# Glue DVR to itself, get a separated non-affine scheme

Here is what seems to be a fun little exercise in algebraic geometry. Take a DVR $$R$$ and automorphism of $$Frac(R)$$; glue $$Spec(R)$$ to itself via this automorphism. Can the glued scheme be separated non-affine?

For separatedness, the automorphism must fail to preserve $$R$$ (https://mathoverflow.net/a/335962). For some DVRs, no such automorphism exists, e.g. $$k[[x]]$$ (https://mathoverflow.net/a/336022) and $$\mathbb{Z}_p$$ (https://math.stackexchange.com/a/449465).

• I'm voting to close this question as off-topic because the OP is trolling. – Steven Landsburg Jul 15 '19 at 4:52
• @StevenLandsburg The Wikipedia page on Internet trolls says that they post "inflammatory and digressive, extraneous, or off-topic messages." Does this question satisfy any of these descriptions? IMHO this is a reasonable on-topic question. – user143116 Jul 15 '19 at 11:37

We have a DVR $$R$$ and an automorphism $$\phi:Frac(R)\rightarrow Frac(R)$$ such that $$\phi(R)$$ is not a subset of $$R\subset Frac(R)$$. We glue $$\mathrm{Spec}\:R$$ to itself along the generic point by $$\phi$$. Denote the resulting separated scheme by $$X$$.
First, let us compute $$\Gamma(X, \mathcal{O}_X)$$. If we take an open cover, giving a global section of $$\mathcal{O}_X$$ is the same as giving a section of $$\mathcal{O}_X$$ on each member of the cover so that the sections agree on the overlaps.
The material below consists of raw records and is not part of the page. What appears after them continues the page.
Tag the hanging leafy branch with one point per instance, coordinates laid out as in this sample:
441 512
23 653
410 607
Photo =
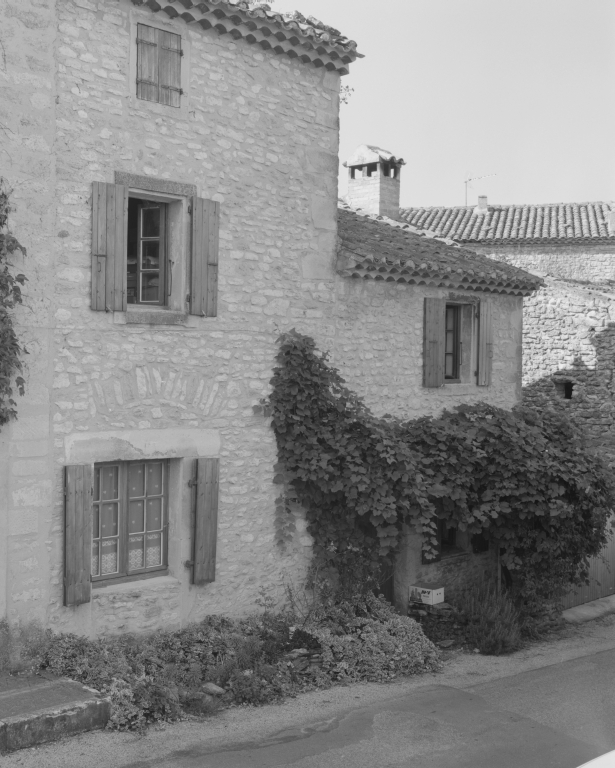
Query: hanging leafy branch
524 480
10 295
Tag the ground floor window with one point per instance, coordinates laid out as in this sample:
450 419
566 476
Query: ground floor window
129 526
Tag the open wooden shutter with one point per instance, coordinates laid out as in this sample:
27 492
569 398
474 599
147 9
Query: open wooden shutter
485 344
147 63
205 245
206 522
109 246
169 68
433 342
78 482
158 65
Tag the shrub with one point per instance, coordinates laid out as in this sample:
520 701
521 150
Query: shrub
493 621
364 639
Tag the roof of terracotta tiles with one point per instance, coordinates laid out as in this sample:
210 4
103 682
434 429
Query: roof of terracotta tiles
290 34
552 223
378 248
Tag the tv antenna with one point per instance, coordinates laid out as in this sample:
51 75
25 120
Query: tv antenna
476 178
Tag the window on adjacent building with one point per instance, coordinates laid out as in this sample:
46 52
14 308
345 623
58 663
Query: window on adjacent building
146 256
129 518
158 66
457 342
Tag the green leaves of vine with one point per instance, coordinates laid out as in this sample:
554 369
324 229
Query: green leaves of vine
524 480
10 295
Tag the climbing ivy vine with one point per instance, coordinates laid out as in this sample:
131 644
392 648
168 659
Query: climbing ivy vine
525 480
11 350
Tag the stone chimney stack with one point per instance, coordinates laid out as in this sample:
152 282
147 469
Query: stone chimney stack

So $$\Gamma(X, \mathcal{O}_X)$$ is identified with the ring $$R\cap \phi(R)\subset Frac(R)$$.
Note that $$R$$ is not a subset of $$\phi(R)$$ because if it were then $$\phi^{-1}$$ would preserve the order induced by the valuation; then $$\phi$$ would preserve the order but that is impossible because $$\phi(R)$$ is not a subset of $$R$$ by assumption. Thus Theorem 12.2 in "Commutative ring theory" (Matsumura) gives us that $$R\cap \phi(R)$$ is a PID that has exactly two distinct maximal ideals: $$\mathfrak{m}\cap \phi(R)$$ and $$R\cap \phi(\mathfrak{m})$$.
Consider the canonical map $$X\rightarrow \mathrm{Spec}\:\Gamma(X, \mathcal{O}_X)$$. A point $$x\in X$$ is mapped to (the point corresponding to) the kernel of the canonical homomorphism $$\Gamma(X, \mathcal{O}_X)\rightarrow k(x)$$. So the generic point is mapped to $$\{0\}$$, and two closed points are mapped $$\mathfrak{m}\cap \phi(R)$$ and $$R\cap \phi(\mathfrak{m})$$ respectively. As remarked above, the ideals are distinct so the map $$X\rightarrow \mathrm{Spec}\:\Gamma(X, \mathcal{O}_X)$$ is injective. Because $$X$$ and $$\mathrm{Spec}\:\Gamma(X, \mathcal{O}_X)$$ both have 3 points, it is bijective and one directly verifies that it is a homeomorphism so $$X$$ is affine by Stacks 04DE. Admittedly, one could show that the map $$X\rightarrow \mathrm{Spec}\:\Gamma(X, \mathcal{O}_X)$$ is affine more directly by looking at the inverse images of the affine opens but I like this mode of argumentation more.